Ex.11.2 Q4 Constructions Solution - NCERT Maths Class 10

Draw a pair of tangents to a circle of radius \(5 \,\rm{cm}\) which are inclined to each other at an angle of \(60^\circ\).

Text Solution

Steps:

Steps of construction:

(i)    With \(O\) as centre and \(5 \,\rm{cm}\) as radius draw a circle.

(ii)    Take a point \(A\) on the circumference of the circle and join \(OA\).

(iii)   Draw \(AX\) perpendicular to \(OA\).

(iv)   Construct \(\begin{align}\angle \rm{AOB}=120^{\circ} \end{align}\) where \(B\) lies on the circumference.

(v)    Draw \(BY\) perpendicular to \(OB\).

(vi)   Both \(AX\) and \(BY\) intersect at \(P\).

(vii)  \(PA\) and \(PB\) are the required tangents inclined at \(\begin{align}60^{\circ}\end{align}\) .

Proof:

\(\angle {{OAP}} = \angle {{OBP}} = 90^\circ\) (By construction)

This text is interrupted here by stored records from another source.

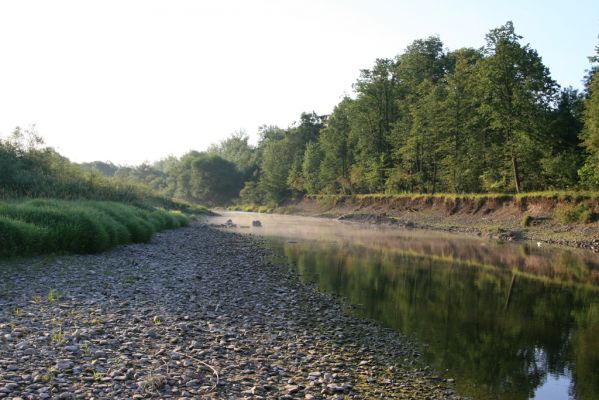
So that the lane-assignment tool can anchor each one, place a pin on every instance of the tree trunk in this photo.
(434, 177)
(515, 171)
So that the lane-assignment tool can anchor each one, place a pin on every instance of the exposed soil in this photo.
(196, 313)
(496, 217)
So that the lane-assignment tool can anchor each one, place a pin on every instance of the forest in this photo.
(430, 120)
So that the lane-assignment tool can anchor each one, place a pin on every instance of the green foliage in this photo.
(525, 221)
(580, 213)
(55, 226)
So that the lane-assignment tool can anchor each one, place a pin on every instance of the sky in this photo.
(137, 80)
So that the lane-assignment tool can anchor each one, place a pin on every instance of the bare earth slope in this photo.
(497, 217)
(197, 313)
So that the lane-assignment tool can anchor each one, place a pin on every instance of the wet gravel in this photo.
(196, 313)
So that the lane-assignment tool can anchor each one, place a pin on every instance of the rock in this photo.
(64, 364)
(291, 389)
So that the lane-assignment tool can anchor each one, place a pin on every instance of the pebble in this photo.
(195, 313)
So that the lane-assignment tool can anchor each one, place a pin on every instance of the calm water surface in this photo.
(507, 321)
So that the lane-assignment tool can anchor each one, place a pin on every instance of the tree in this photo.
(517, 89)
(374, 112)
(276, 163)
(214, 180)
(236, 149)
(335, 147)
(589, 173)
(311, 168)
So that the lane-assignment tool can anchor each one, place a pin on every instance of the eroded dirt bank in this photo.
(197, 313)
(496, 217)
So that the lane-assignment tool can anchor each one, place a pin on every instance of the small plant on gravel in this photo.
(97, 376)
(58, 337)
(525, 221)
(153, 382)
(53, 296)
(48, 376)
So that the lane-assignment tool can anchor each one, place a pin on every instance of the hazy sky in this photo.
(135, 80)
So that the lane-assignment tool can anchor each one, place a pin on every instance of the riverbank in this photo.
(195, 313)
(536, 217)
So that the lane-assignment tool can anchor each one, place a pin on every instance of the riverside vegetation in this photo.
(49, 205)
(428, 121)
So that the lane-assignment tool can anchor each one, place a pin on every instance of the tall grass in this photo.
(60, 226)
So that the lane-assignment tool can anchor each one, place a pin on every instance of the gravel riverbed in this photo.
(196, 313)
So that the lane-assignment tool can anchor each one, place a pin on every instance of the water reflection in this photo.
(507, 321)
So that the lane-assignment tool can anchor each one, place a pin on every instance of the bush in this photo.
(525, 221)
(48, 226)
(580, 213)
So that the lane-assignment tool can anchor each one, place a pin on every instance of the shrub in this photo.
(525, 221)
(580, 213)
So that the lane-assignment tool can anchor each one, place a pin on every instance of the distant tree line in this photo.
(429, 120)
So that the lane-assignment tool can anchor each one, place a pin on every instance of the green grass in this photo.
(525, 221)
(580, 213)
(44, 226)
(557, 195)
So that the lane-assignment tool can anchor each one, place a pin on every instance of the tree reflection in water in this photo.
(500, 321)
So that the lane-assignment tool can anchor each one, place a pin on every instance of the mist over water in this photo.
(507, 321)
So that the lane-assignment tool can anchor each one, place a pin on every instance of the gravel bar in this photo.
(196, 313)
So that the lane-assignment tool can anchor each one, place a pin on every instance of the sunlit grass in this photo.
(45, 226)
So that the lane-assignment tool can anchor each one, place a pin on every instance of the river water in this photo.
(507, 321)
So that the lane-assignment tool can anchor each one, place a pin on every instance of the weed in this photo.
(40, 226)
(53, 296)
(97, 376)
(580, 213)
(58, 337)
(525, 221)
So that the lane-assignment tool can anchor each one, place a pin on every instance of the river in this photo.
(505, 320)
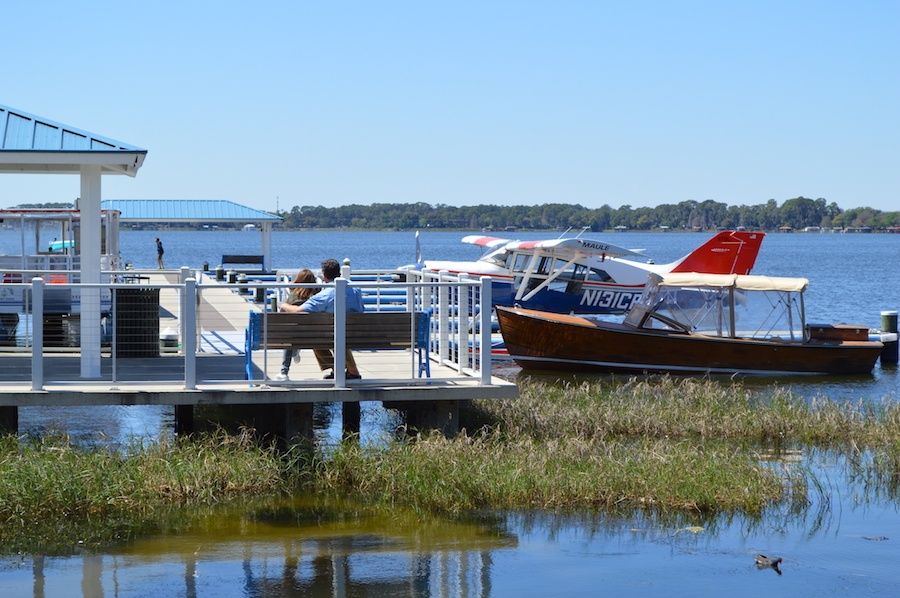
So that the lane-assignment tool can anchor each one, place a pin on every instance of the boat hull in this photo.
(544, 341)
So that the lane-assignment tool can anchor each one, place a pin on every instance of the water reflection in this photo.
(837, 544)
(281, 548)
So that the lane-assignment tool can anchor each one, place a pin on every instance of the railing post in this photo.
(37, 333)
(485, 315)
(340, 336)
(444, 325)
(189, 333)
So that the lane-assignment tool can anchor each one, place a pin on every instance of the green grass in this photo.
(48, 477)
(662, 444)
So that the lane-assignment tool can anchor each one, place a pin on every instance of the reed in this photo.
(47, 477)
(667, 407)
(490, 470)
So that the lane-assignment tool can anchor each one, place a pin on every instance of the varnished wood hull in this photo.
(546, 341)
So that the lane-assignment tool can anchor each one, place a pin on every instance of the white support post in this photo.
(37, 333)
(485, 314)
(89, 250)
(189, 333)
(340, 332)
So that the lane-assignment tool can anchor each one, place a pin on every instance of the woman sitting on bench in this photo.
(297, 296)
(324, 302)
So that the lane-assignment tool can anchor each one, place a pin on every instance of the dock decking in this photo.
(214, 375)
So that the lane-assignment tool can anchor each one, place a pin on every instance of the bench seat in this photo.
(366, 330)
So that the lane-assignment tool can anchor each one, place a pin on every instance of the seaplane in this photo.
(585, 276)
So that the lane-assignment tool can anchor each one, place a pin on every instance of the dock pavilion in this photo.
(206, 366)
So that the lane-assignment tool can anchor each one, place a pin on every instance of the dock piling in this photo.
(889, 337)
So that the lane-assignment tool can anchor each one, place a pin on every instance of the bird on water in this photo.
(765, 562)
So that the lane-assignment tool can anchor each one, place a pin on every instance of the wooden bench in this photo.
(244, 260)
(366, 330)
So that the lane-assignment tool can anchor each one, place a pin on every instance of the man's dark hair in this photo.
(331, 269)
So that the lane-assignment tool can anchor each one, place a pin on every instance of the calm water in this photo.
(326, 550)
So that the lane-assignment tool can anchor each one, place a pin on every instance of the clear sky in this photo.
(468, 102)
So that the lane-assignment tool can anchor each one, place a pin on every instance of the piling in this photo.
(889, 337)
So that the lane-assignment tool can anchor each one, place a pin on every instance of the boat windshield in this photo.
(722, 311)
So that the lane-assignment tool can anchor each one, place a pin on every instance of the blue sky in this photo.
(464, 103)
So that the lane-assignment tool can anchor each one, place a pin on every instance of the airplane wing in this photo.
(584, 247)
(483, 241)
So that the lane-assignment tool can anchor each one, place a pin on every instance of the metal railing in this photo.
(154, 332)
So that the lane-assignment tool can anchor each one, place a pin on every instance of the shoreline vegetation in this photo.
(795, 214)
(663, 445)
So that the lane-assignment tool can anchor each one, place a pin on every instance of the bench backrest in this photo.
(243, 259)
(367, 330)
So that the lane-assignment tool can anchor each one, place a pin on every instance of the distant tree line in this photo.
(796, 213)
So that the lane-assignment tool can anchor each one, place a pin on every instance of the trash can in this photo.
(137, 322)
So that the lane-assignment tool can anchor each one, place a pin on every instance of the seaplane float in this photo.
(584, 276)
(587, 276)
(689, 323)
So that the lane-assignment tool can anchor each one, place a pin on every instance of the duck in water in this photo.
(766, 562)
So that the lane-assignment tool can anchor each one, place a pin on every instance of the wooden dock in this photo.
(214, 375)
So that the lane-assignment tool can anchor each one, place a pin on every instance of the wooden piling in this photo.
(889, 337)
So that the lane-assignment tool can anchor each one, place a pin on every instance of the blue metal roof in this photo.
(185, 210)
(22, 131)
(31, 143)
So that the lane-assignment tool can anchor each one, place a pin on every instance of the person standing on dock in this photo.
(324, 302)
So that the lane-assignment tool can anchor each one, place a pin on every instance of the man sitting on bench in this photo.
(323, 301)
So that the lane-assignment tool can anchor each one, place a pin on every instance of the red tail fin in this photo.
(729, 252)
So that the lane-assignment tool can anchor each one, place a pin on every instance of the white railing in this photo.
(201, 318)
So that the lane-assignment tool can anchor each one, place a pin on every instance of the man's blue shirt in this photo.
(323, 301)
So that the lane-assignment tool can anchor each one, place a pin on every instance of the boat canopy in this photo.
(746, 282)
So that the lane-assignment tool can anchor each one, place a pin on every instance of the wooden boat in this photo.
(694, 323)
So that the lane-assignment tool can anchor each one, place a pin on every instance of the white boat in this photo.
(586, 276)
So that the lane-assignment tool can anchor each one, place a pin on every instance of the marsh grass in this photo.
(667, 407)
(490, 471)
(663, 443)
(46, 478)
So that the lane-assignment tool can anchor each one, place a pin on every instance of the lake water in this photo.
(844, 544)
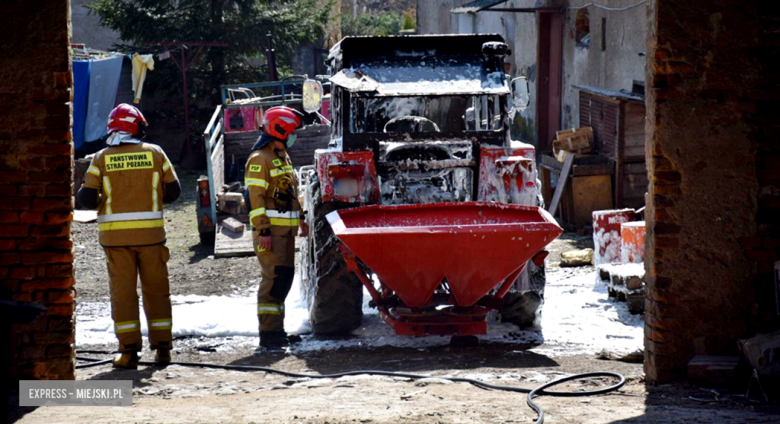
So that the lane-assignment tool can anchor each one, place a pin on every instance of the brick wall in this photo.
(35, 183)
(714, 177)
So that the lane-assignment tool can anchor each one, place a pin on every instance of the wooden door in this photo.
(549, 61)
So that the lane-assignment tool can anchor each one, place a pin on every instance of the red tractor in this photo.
(422, 198)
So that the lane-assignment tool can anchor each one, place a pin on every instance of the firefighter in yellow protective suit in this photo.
(128, 182)
(275, 214)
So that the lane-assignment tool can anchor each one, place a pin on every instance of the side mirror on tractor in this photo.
(521, 94)
(312, 95)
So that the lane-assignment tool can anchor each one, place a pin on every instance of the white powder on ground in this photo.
(577, 317)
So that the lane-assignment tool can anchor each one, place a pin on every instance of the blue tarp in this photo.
(80, 91)
(103, 83)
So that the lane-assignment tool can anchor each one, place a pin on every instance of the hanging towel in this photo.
(80, 92)
(140, 64)
(103, 83)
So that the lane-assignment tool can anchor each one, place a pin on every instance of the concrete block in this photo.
(577, 257)
(636, 303)
(713, 371)
(763, 353)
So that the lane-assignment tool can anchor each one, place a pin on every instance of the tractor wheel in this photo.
(207, 238)
(523, 304)
(334, 294)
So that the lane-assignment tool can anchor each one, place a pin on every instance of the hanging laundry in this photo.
(80, 92)
(140, 64)
(103, 83)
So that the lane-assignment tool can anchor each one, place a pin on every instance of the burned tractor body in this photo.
(420, 130)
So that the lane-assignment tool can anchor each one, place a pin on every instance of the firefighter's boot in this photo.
(163, 355)
(273, 340)
(126, 360)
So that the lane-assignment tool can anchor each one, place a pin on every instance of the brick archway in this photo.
(36, 161)
(714, 173)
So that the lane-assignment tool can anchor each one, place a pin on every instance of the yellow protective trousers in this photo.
(278, 271)
(125, 265)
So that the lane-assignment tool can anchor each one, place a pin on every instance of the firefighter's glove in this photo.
(284, 195)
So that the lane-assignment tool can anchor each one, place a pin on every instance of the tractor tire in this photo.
(207, 238)
(334, 294)
(523, 304)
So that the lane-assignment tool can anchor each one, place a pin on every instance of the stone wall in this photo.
(714, 170)
(35, 183)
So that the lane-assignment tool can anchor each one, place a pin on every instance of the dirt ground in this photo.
(178, 394)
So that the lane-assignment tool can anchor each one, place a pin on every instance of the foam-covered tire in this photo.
(334, 294)
(207, 238)
(523, 304)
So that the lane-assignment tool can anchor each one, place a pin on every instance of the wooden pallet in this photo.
(228, 244)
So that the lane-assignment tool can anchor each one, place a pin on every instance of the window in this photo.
(582, 28)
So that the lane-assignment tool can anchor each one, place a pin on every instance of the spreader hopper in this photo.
(437, 263)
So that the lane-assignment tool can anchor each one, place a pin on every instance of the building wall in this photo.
(621, 62)
(615, 67)
(87, 30)
(714, 168)
(35, 184)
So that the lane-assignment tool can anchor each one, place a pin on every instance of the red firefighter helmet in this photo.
(126, 118)
(279, 122)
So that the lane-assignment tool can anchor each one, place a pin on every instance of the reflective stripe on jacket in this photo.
(131, 179)
(268, 172)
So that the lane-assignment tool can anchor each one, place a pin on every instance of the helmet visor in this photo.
(291, 139)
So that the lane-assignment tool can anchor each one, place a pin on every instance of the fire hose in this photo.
(537, 391)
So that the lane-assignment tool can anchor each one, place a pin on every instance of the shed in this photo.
(618, 121)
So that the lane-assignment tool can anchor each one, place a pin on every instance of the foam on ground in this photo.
(577, 317)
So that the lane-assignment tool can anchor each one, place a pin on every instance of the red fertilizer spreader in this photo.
(440, 268)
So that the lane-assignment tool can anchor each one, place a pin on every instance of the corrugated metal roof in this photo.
(476, 6)
(618, 95)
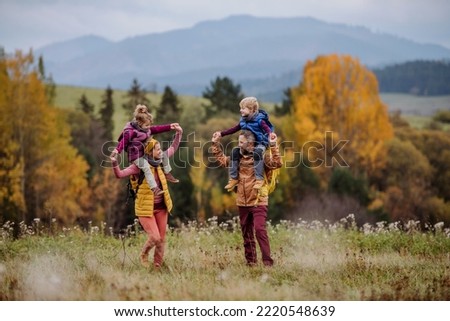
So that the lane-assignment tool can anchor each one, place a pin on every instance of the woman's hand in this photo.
(179, 129)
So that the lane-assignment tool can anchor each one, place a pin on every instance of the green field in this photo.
(411, 105)
(313, 261)
(416, 110)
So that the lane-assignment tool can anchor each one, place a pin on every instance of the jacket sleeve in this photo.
(174, 146)
(219, 156)
(125, 138)
(265, 127)
(156, 129)
(122, 173)
(273, 159)
(231, 130)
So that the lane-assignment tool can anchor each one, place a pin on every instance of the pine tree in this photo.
(223, 95)
(106, 114)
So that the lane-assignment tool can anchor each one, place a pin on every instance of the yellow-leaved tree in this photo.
(339, 118)
(41, 173)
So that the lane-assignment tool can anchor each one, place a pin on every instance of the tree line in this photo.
(343, 152)
(420, 77)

\(\angle {{AOB}} = 120^\circ\) (By construction)

In quadrilateral \(OAPB\),

\[\begin{align} \angle {{APB}}& = 360^\circ - [\angle {{OAP}} + \angle {{OBP}} + \angle {{AOB}}]\\ &= 360^\circ - [90^\circ + 90^\circ + 120^\circ ]\\ &= 360^\circ - 300^\circ \\ &= 60^\circ \end{align}\]

Hence \(PA\) and \(PB\) are the required tangents inclined at \(\begin{align}60^{\circ}\end{align}\).